Our focus on material health began in 1993, when we partnered with McDonough Braungart Design Chemistry to assess the safety of over 8,000 chemicals used in the textile industry.  We continue to apply those early lessons, enlisting our suppliers and partnering across industries, academia, and public health to improve the safety of surface materials for interior applications. Acknowledging that transparency has helped us make better-informed decisions, we provide Health Product Declarations (HPDs) on our products to help our customers do the same.

  • Free Of

    Products that do not contain PVC, PFAS, antimicrobials or FR and that emit low- or no-VOCs.

  • Low-Emitting Certified

    Products that have a third party certification verifying low emissions; to maintain good indoor air quality.

  • Contribute to LEED and WELL Ratings

    Products that can contribute to the LEED and WELL Building rating systems based on product content, material health and/or transparency of information.

  • mindfulMaterials

    Products listed in the mindfulMaterials database that demonstrate one or more features of the Common Materials Framework (Climate Health, Human Health, Ecosystem Health, Social Health and Equity, Circular Economy).

Environmental and Human Health Positions

Click here to learn about our transition away from the use of PFAS in our products.

Click here for our position to limit the use of antimicrobials in our products.

Click here for our position to limit the use of flame retardants and when they are utilized.
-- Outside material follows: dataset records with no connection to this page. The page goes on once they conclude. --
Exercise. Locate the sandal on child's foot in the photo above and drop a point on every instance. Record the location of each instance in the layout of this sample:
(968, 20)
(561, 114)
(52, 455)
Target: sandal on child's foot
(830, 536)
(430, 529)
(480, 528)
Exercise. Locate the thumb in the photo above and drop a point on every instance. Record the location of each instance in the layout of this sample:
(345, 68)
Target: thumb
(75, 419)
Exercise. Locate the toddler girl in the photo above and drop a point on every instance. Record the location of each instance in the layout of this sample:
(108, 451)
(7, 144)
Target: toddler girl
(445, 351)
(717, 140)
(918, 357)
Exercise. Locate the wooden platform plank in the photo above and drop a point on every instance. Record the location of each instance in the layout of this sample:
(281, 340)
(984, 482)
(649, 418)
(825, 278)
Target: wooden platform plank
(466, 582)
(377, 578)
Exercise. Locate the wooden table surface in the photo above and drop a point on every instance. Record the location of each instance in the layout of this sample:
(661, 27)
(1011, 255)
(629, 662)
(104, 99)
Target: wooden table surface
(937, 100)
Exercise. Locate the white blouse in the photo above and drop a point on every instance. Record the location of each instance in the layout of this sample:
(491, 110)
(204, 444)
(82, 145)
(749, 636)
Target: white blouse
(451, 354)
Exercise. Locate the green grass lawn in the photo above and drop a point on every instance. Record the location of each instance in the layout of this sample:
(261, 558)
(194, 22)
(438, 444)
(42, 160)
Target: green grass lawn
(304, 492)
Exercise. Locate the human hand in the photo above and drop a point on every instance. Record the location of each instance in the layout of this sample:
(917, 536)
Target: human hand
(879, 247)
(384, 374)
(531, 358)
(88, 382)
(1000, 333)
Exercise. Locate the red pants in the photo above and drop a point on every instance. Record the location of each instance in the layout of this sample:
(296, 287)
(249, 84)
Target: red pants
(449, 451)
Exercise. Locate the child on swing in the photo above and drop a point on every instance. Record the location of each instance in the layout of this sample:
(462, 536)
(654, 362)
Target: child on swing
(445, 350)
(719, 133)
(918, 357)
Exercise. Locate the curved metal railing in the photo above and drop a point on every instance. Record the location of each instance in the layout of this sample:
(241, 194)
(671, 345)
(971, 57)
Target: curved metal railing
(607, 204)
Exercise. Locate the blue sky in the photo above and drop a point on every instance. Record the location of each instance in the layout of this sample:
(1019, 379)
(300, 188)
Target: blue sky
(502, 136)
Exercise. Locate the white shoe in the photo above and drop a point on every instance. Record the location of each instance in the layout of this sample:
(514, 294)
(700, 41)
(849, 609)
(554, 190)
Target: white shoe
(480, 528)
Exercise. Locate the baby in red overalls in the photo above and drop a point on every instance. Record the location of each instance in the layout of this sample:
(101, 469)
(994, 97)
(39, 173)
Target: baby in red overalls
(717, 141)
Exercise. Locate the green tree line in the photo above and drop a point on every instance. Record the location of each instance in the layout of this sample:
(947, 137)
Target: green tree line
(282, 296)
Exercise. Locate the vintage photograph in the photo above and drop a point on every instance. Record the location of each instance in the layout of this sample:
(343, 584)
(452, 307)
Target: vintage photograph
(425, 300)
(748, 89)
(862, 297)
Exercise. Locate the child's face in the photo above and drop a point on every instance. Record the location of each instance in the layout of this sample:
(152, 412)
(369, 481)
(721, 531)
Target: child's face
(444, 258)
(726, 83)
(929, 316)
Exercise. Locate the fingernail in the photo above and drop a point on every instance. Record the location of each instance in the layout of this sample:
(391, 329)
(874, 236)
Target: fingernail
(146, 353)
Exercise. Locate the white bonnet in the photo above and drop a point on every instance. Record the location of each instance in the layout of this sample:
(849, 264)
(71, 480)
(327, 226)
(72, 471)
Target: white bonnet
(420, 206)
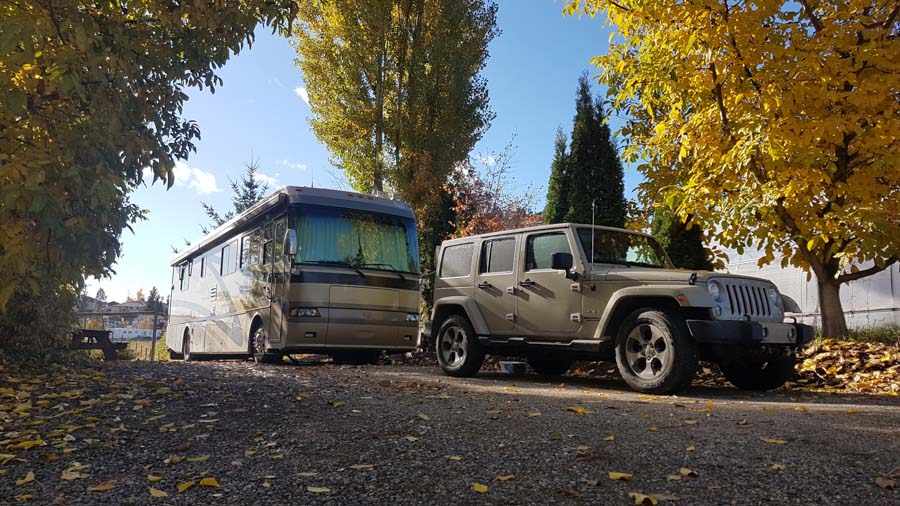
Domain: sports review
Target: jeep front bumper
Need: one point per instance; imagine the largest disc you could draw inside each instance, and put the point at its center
(749, 332)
Climate and Ecosystem Health

Climate change is the most important challenge of our time. We know that we must act as a company and in collaboration with others to ensure a livable future.

As a company that designs and distributes materials, we assess our footprint annually to inform our reduction efforts, measuring Scopes 1, 2 and 3 greenhouse gas emissions resulting from our facilities, product shipments, business travel, employee commuting, and waste. Our reduction goals are guided by the Science Based Targets Initiative (SBTi), the leading authority that tells us how much and how quickly we need to reduce emissions to prevent the worst effects of climate change. While making progress on these goals, we balance our operational footprint by investing in carbon reduction projects across the globe.

Metrics

  • 14 Years operating carbon neutral

  • 18 Renewable energy and carbon reduction projects supported worldwide

  • 34,000 Metric tons of CO2e offset from 2010 onward

Social Health and Equity

As a Steelcase company, Designtex is proud to be part of an organization that promotes diversity, equity and inclusion, has consistently been awarded HRC’s “Best Places to Work for LGBTQ+ Equality,” and has a board of directors made up of over 50% women.  Our supplier code of conduct ensures we utilize a diversified and safe supply chain.  Our supply chain management practices meet the UN Global Compact’s principles on human rights and labor practices.